0

Is there a way to get the list of embedded fonts in a PDF file using the PDFClown library? The aim is to check whether it is a scanned PDF of not, assuming it is a scanned document if it doesn't have embedded fonts.

Thanks in advance

  • Correct me if I am wrong, but even the PDFs that are not scanned may not embed any fonts. Are you sure this is a reliable method?

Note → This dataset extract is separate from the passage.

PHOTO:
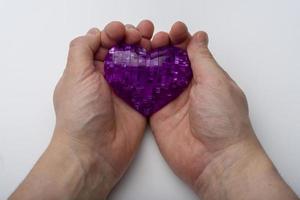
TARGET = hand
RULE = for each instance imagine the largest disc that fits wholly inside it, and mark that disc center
(96, 133)
(205, 135)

You may have to look for the page-size images instead and distinguish from the backgrounds. – ajeh Sep 09 '16 at 14:07
  • You can simply query each `Page` for its `Resources` and them again for their `FontResources`. Furthermore you should recurse into the resources' `XObjectResources` and `PatternResources` which have their own `Resources`. This will tell you whether there are fonts *defined* (and probably embedded) for use on those pages. Whether they actually are *used* is a different question altogether. – mkl Sep 09 '16 at 14:08
  • Ajeh you're right. I've just found a way to list the fonts and at the same time found a scanned PDF file in my collection that actually contains embedded fonts, which I guess where embedded by default by the PDF tool used to create the file. I'm trying you're solution. – Not_A_SysAdmin Sep 09 '16 at 14:17

1 Answers1

0

UPDATE

I've just found out how to list embedded PDF fonts, even though it didn't help much with my problem. Here's a sample code.

    string pdffile = @"path\to\your\PDF\document.pdf";
    using (File pdf = new File(pdffile))
    {

        Document doc = pdf.Document;
        foreach (Page page in doc.Pages)
        {
            foreach (var a in page.Resources.Fonts.Keys)
            {
                Console.WriteLine(page.Resources.Fonts[a].Name);
            }

        }
    }